It’s easier to flee without the weight of those tempting green eyes on him.

*~*~*~*~*~*~*~*~*~*~

Lucifer isn’t the only angel who ever Fell. He isn’t the first, and he isn’t the last. He’s only the most famous because he was first-born, and because he brought so many others with him. He’s famous because he fought to keep his wings and, as an added punishment, was thrown into the darkness of the Veil.

God regrets the Morning Star’s loss more than any of the others because of the way that he Fell: because he fell for love, and not for a lie or some other sin. None of the rest Fell for so noble a reason.

Castiel could do without the honor of being the second, but he’s beginning to think that he doesn’t have a choice in the matter.

*~*~*~*~*~*~*~*~*~*~

Castiel is tired, worn down by battling both his own, weak desires and Hell’s countless legions, and so when Dean pushes too hard during their second conversation, he pushes back.
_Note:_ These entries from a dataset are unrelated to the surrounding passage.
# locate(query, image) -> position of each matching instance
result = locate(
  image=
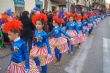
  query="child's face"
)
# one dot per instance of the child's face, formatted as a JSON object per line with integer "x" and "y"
{"x": 12, "y": 36}
{"x": 54, "y": 23}
{"x": 71, "y": 19}
{"x": 39, "y": 25}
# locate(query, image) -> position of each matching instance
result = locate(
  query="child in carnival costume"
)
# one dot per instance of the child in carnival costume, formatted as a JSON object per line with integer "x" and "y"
{"x": 58, "y": 43}
{"x": 1, "y": 32}
{"x": 19, "y": 62}
{"x": 79, "y": 28}
{"x": 85, "y": 23}
{"x": 41, "y": 51}
{"x": 90, "y": 23}
{"x": 71, "y": 30}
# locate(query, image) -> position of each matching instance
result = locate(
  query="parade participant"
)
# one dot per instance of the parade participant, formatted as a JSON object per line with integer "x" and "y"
{"x": 41, "y": 51}
{"x": 90, "y": 23}
{"x": 1, "y": 38}
{"x": 79, "y": 28}
{"x": 58, "y": 43}
{"x": 9, "y": 13}
{"x": 71, "y": 30}
{"x": 85, "y": 23}
{"x": 36, "y": 10}
{"x": 19, "y": 62}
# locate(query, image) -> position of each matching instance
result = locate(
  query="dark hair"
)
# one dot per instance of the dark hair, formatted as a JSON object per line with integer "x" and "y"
{"x": 16, "y": 31}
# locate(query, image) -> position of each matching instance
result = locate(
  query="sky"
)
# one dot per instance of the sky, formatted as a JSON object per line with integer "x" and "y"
{"x": 107, "y": 1}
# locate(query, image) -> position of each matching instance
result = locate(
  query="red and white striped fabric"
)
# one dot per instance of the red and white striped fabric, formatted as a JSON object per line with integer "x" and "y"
{"x": 33, "y": 67}
{"x": 85, "y": 27}
{"x": 82, "y": 37}
{"x": 95, "y": 23}
{"x": 36, "y": 51}
{"x": 50, "y": 59}
{"x": 72, "y": 33}
{"x": 90, "y": 25}
{"x": 14, "y": 68}
{"x": 76, "y": 41}
{"x": 60, "y": 43}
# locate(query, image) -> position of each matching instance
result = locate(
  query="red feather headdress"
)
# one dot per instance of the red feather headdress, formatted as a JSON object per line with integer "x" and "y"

“You should show me some respect,” he says, and steps close without thinking about it.

Dean’s eyes, nervous, flick here and there on Castiel’s face, and his too beautiful, too bright soul mutes. It damps down and pulls deep inside of itself: cringing. Castiel aches to reach inside of the man and haul the light back up again, back where he doesn’t have to strain to see it. The hand that left its mark on Dean’s shoulder twitches with a more unfocused, confused yearning that leaves him even more off balance than before. Leaves him wrathful in a way he can’t remember ever having been.

“I dragged you out of Hell,” he threatens. “I can throw you back in.”

Looking into Dean’s eyes—looking _inside_ of him—is like watching a candle gutter. Although Dean isn’t letting himself remember what happened within the Veil, his soul can’t forget. It will never forget the red, slick torments, and the ripping, and the darkness. It still bears open wounds and thick, corded scars from its time there.

Castiel’s wrath snuffs out instantly, leaving him trembling with guilt. He flees before Dean’s eyes can lift to find him again. Flees before the man gets a good look and realizes just how flawed his guardian is.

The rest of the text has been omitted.